Следовательно, с первым освоением носителями культуры маглемозе лесных озер, рек и прибрежных морских акваторий (6000 лет до н. э.) начинается линия развития северного морского судостроения, через семь тысяч лет завершившаяся появлением океанских кораблей викингов.
Выход в море, в одиночку или малой командою, готовой встретить у прибрежных скал океанскую волну, а главное — поразить и одолеть многотонное морское животное, располагая лишь гарпуном с костяным наконечником да хрупкой холодной скорлупкой кожаного суденышка, полагаег беспрецедентную и постоянную концентрацию и мгновенное, взрывное напряжение внутренней человеческой энергии; трудно сказать, какой «мерой пассионарности» можно ее измерить (Гумилев 1990: 46, 64-65, 77, 232-239). Во всяком случае, эта мера была достигнута первопроходцами Скандинавского полуострова и с приморских мезолитических культур стала исходной основой существования здесь на все последующие времена.
Мезолитические «палеоевропейцы», «пионеры освоения Северной Фенноскандии, попав в суровые условия Заполярья, развивали свою культуру и систему жизнеобеспечения первоначально почти в полной изоляции, созданной неблагоприятной природной обстановкой» (Шумкин 2001:19). В антропологическом отношении это были носители исходного для европейского населения, ярко выраженного европеоидного типа, наследованного от палеолита; начиная с неолитической эпохи (4000-1800 лет до н. э.) они вступают в контакт с племенами более южных и восточных территорий; на рубеже II и I тыс. до н. э. (ок. 2000 лет до P. X.), когда северные аборигены достигли беспрецедентного уровня организации высокопродуктивного зверобойного промысла, в приморские районы Фенноскандии поступает мощный иноэтничный импульс восточного происхождения, связанный с населением циркумполярной зоны, тундровыми племенами ымыхяхтахской культуры Таймыра и Русского Севера (Хлобыстин 1982). Этот импульс нашел отражение в новых сакральных представлениях (культ ворона, шаманская атрибутика, ритуалы и в целом институт шаманизма), хозяйственных новациях (керамическая лепная посуда из глины с примесью шерсти, «вафельный» орнамент сосудов), воздействуя также на генетическую основу, антропологический облик и, вероятно, язык аборигенов.

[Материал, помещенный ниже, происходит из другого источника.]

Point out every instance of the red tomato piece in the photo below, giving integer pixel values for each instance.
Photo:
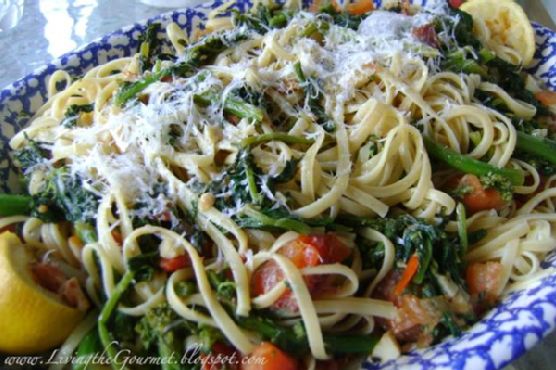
(479, 198)
(546, 97)
(48, 276)
(484, 278)
(426, 34)
(306, 251)
(267, 356)
(222, 356)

Северная Фенноскандия становится ареалом саамов, и с приручением северного оленя, переходом к оленеводству (не позднее рубежа н. э.) они занимают устойчивую, но ограниченную экологическую нишу полярной Фенноскандии, сохраняя ее до наших дней (Шумкин 2001:20-21).
Саамы — носители языка, принадлежащего финно-угорской (урало-алтайской) языковой семье, при этом достаточно обособленного по отношению к ближайшим, в языковом отношении родственным, финнам (суоми) и еще более — «индоевропейцам» скандинавам (германцам). Первоначальное finn в норвежском (и шведском) относилось именно к саамам; собственно финны называли их lappi, лопари (отсюда древнерусское лопь, как/еииг’Тацита, относящееся также скорее к саамским соседям северных германцев). Финмаркен Норвегии, как и Лапландия Финляндии — это Край саамов (обитающих и на Кольском полуострове).
«Индейцы Европы», саамы создали и передали всем последующим насельникам Скандобалтики выработанные в мезолите и неолите («новокаменном веке») основные адаптивно-адаптационные средства и навыки северной, приморской, лесной и тундровой культуры: морского промысла и судостроения, охоты и рыболовства, собирательства, утилизации основных природных материалов — камня (кремня, кварца, сланца, жировика), дерева (включая лозу и кору), кожи, меха, птичьего пуха и перьев, способов обработки и применения рыбы, мяса и жира морских животных, сохраняющиеся в этнографических культурах норвежцев и шведов, финнов и русских поморов. Каркасная лодка и охотничьи снасти, ловчие ямы и силки, простейшие лесные жилища, лампы-жировики, зимняя баня в чуме или землянке с печью-каменкой, как и поклонные скалы и камни—«сейти», представления о морских, небесных, горных, тундровых и лесных, земных и подземных силах и духах стали базовым вкладом саамов в дальнейшее развитие культуры приполярного Севера. Оленеводство обеспечивало независимость хозяйственного уклада и даже выгодный обмен с южными и восточными соседями, а по мере сближения тех с цивилизацией Средиземноморья саамы становятся главными поставщиками не только дефицитных и прочных кож оленей и морских животных, китового уса, моржовой кости, но и ценнейшего из сырьевых ресурсов Севера в глазах окружающего мира — пушнины. Промысел соболя, белки, горностая, песца, рыси, бобра приобретает хозяйственное и внешнеторговое значение для Скандинавии в период 300-800 гг. н. э., непосредственно предшествующий эпохе викингов, и саамы в этот период выступают самостоятельными и значимыми поставщиками «пушного экспорта» (Zachrisson 1996:4-8).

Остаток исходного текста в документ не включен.